# 🗄️ GDPR Compliance Agent - Notebook 2: Pinecone Vector Database Setup

## 📋 Table of Contents
1. [Overview](#overview)
2. [Setup & Environment](#setup--environment)
3. [Load Processed Data](#load-processed-data)
4. [Initialize OpenAI Embeddings](#initialize-openai-embeddings)
5. [Pinecone Setup](#pinecone-setup)
6. [Upload to Vector Database](#upload-to-vector-database)
7. [Verification & Testing](#verification--testing)
8. [Next Steps](#next-steps)

---

## 🎯 Overview

**Goal**: Upload our processed GDPR document chunks to Pinecone vector database and create embeddings using OpenAI.

**This Notebook Focus**:
- Load chunks processed in Notebook 1
- Initialize OpenAI embeddings
- Connect to Pinecone vector database
- Upload documents with embeddings
- Verify the setup works

**Key Technologies**:
- OpenAI `text-embedding-3-small` for embeddings
- Pinecone for vector storage and search
- LangChain for orchestration



---

## ⚙️ Setup & Environment

*Import required libraries and set up environment variables*

In [1]:
# Cell 1: Setup and Imports
import os
import sys
import pickle
import time
from dotenv import load_dotenv

# Add project root to Python path
sys.path.append(os.path.abspath('..'))

# Load environment variables
load_dotenv()

# LangChain imports
from langchain_core.documents import Document
from langchain_openai import OpenAIEmbeddings
from langchain_pinecone import PineconeVectorStore

# Pinecone imports
import pinecone
from pinecone import ServerlessSpec

# Helper functions
from src.embedding_cost_calculator import calculate_embedding_cost

# print("✅ All imports completed successfully!")
# print("🔑 Environment Check:")
# print(f"   OpenAI API Key: {'✅' if os.getenv('OPENAI_API_KEY') else '❌'}")
# print(f"   Pinecone API Key: {'✅' if os.getenv('PINECONE_API_KEY') else '❌'}")

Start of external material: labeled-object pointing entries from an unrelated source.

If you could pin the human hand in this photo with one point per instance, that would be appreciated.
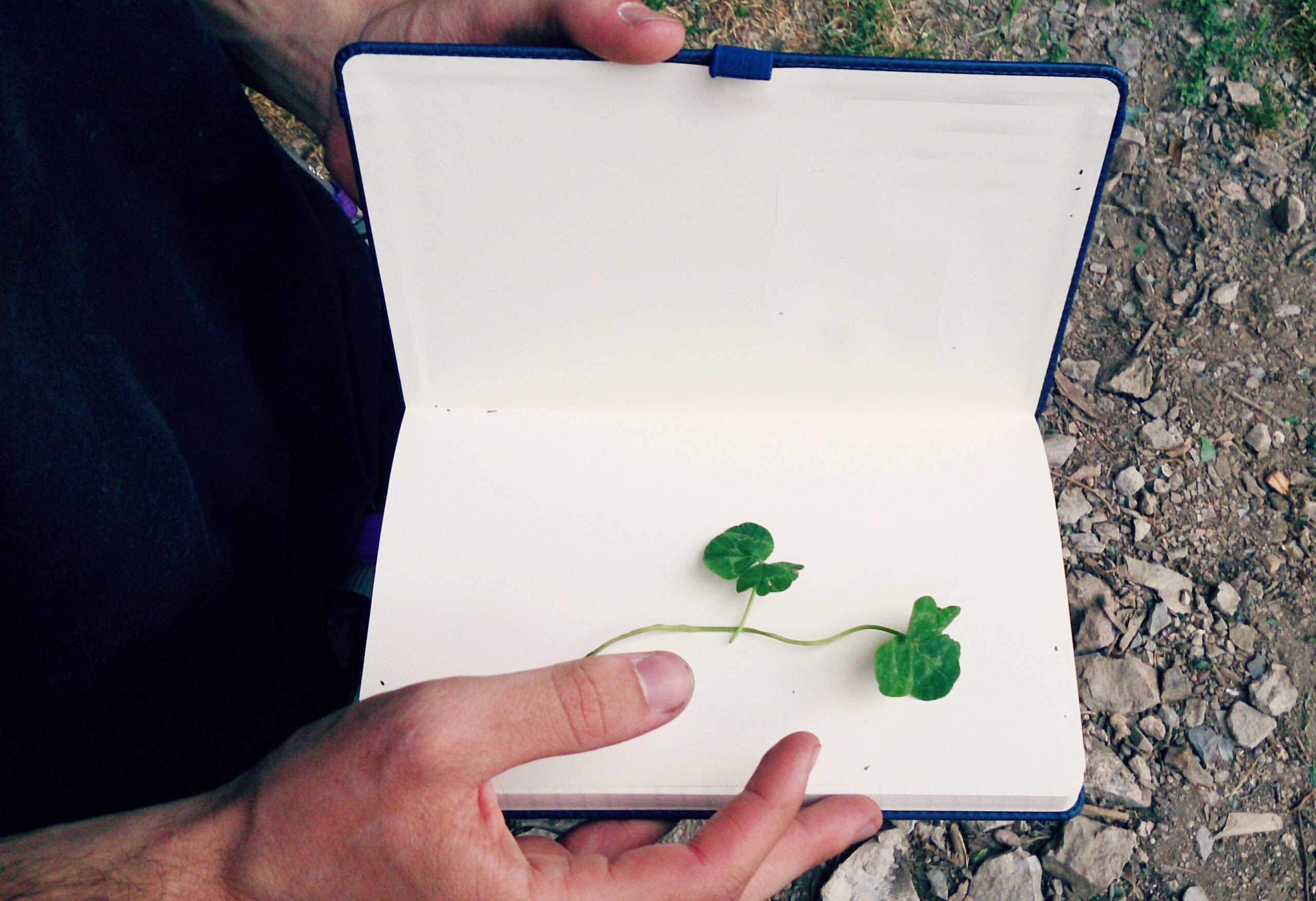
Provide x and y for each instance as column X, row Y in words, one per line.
column 290, row 45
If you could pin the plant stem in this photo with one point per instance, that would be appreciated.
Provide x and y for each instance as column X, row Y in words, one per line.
column 739, row 629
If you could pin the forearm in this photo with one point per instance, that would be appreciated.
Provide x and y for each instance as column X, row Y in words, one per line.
column 166, row 853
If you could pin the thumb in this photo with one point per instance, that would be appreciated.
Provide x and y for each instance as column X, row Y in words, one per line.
column 497, row 723
column 627, row 32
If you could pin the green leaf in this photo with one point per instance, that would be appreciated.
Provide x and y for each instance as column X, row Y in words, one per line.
column 923, row 662
column 739, row 549
column 767, row 578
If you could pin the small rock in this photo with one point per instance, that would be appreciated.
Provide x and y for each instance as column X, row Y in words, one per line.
column 1244, row 94
column 1249, row 725
column 1106, row 775
column 1095, row 633
column 1123, row 158
column 1058, row 449
column 1251, row 824
column 1134, row 379
column 1129, row 482
column 1124, row 686
column 1227, row 293
column 1015, row 876
column 1227, row 599
column 878, row 871
column 1186, row 762
column 1274, row 695
column 1127, row 54
column 1090, row 857
column 1244, row 637
column 1159, row 620
column 1258, row 438
column 1161, row 436
column 1176, row 686
column 1157, row 406
column 1268, row 163
column 1289, row 213
column 1152, row 725
column 1210, row 745
column 1072, row 505
column 1166, row 583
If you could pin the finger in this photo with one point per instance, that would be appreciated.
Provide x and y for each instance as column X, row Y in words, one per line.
column 614, row 837
column 487, row 725
column 622, row 31
column 818, row 833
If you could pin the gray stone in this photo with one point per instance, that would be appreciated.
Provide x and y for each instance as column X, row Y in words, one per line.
column 1015, row 876
column 878, row 871
column 1107, row 778
column 1159, row 620
column 1157, row 406
column 1258, row 438
column 1058, row 449
column 1244, row 637
column 1090, row 857
column 1227, row 599
column 1227, row 293
column 1123, row 686
column 1275, row 693
column 1249, row 725
column 1210, row 745
column 1129, row 482
column 1127, row 53
column 1072, row 505
column 1289, row 213
column 1244, row 94
column 1135, row 379
column 1162, row 436
column 1095, row 633
column 1166, row 583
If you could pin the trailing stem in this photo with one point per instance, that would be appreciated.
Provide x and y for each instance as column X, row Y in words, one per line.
column 737, row 631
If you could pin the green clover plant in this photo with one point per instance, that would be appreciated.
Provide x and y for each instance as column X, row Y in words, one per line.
column 920, row 662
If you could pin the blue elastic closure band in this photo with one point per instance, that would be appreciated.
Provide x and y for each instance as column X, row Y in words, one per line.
column 740, row 62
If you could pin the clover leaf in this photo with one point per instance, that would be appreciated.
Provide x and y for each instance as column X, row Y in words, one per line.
column 923, row 662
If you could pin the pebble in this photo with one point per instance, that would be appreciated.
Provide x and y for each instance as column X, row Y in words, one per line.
column 1258, row 438
column 1289, row 213
column 1176, row 685
column 1157, row 406
column 1166, row 583
column 1123, row 686
column 1015, row 876
column 1134, row 379
column 877, row 871
column 1129, row 482
column 1244, row 94
column 1274, row 695
column 1072, row 507
column 1090, row 857
column 1249, row 824
column 1227, row 293
column 1106, row 775
column 1058, row 449
column 1095, row 633
column 1161, row 436
column 1249, row 725
column 1227, row 599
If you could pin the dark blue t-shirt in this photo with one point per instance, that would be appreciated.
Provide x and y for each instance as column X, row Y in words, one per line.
column 198, row 408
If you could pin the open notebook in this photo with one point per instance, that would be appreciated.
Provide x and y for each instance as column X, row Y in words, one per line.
column 637, row 305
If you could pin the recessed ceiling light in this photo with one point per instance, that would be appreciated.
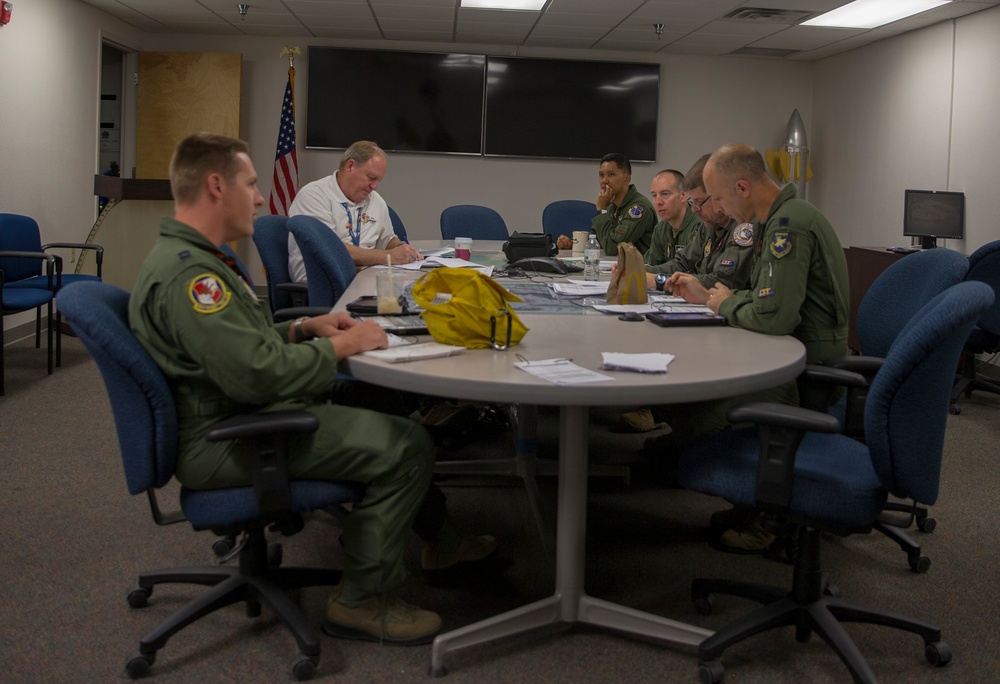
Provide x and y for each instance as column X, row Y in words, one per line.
column 873, row 13
column 533, row 5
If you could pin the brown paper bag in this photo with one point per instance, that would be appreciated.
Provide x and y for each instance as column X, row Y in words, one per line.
column 628, row 284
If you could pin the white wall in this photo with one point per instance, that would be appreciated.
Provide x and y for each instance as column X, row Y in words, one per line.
column 917, row 111
column 49, row 106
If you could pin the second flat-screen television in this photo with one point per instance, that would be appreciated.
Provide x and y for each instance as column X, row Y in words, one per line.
column 474, row 104
column 416, row 101
column 933, row 214
column 571, row 109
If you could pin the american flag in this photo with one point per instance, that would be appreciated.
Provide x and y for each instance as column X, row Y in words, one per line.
column 286, row 165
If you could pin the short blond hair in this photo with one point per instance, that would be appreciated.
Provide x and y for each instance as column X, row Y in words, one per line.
column 199, row 155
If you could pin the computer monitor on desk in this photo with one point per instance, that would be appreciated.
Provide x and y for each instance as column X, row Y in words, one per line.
column 932, row 214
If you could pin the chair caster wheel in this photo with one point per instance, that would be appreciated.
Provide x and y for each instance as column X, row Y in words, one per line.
column 704, row 604
column 139, row 598
column 304, row 668
column 711, row 672
column 919, row 563
column 138, row 665
column 223, row 545
column 938, row 653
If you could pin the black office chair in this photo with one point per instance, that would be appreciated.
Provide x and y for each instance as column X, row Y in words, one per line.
column 797, row 464
column 984, row 265
column 146, row 422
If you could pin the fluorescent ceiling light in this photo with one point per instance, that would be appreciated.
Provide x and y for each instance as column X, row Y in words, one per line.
column 872, row 13
column 534, row 5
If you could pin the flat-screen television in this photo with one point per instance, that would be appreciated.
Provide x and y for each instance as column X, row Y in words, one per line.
column 416, row 101
column 570, row 109
column 933, row 214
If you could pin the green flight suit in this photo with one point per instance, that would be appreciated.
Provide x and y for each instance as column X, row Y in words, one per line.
column 798, row 287
column 632, row 222
column 666, row 243
column 214, row 341
column 723, row 254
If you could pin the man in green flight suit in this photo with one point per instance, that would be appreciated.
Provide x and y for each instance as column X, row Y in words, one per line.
column 676, row 222
column 719, row 249
column 205, row 328
column 624, row 215
column 798, row 287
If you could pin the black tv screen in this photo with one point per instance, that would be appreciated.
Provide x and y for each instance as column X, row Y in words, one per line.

# if not all([os.getenv('OPENAI_API_KEY'), os.getenv('PINECONE_API_KEY')]):
#     print("\n❌ Missing API keys. Please check your .env file")


For example, replace imports like: `from langchain_core.pydantic_v1 import BaseModel`
with: `from pydantic import BaseModel`
or the v1 compatibility namespace if you are working in a code base that has not been fully upgraded to pydantic 2 yet. 	from pydantic.v1 import BaseModel

  from langchain_pinecone.vectorstores import Pinecone, PineconeVectorStore


In [2]:
# # Cell 1: Setup and Imports. (OlD)
# import os 
# import sys
# import pickle
# from dotenv import load_dotenv

# # Add project root to Python path
# sys.path.append(os.path.abspath('..'))

# # LangChain imports
# from langchain.embeddings.openai import OpenAIEmbeddings
# from langchain.vectorstores import Pinecone
# from langchain.schema import Document
# from langchain_pinecone import PineconeVectorStore

# # Pinecone import
# from pinecone import Pinecone
# from pinecone import ServerlessSpec




# # Import time for the wait functionality
# import time

# # Helper functions
# from src.embedding_cost_calculator import calculate_embedding_cost

# print("✅ Libraries imported successfully!")

In [3]:
# Cell 2: Load Environment Variables
# Load API keys from .env file
load_dotenv()

# Verify environment variables
print("🔑 Environment Configuration:")
print(f"   OpenAI API Key: {'✅' if os.getenv('OPENAI_API_KEY') else '❌'}")
print(f"   Pinecone API Key: {'✅' if os.getenv('PINECONE_API_KEY') else '❌'}")
# print(f"   Pinecone Environment: {'✅' if os.getenv('PINECONE_ENVIRONMENT') else '❌'}")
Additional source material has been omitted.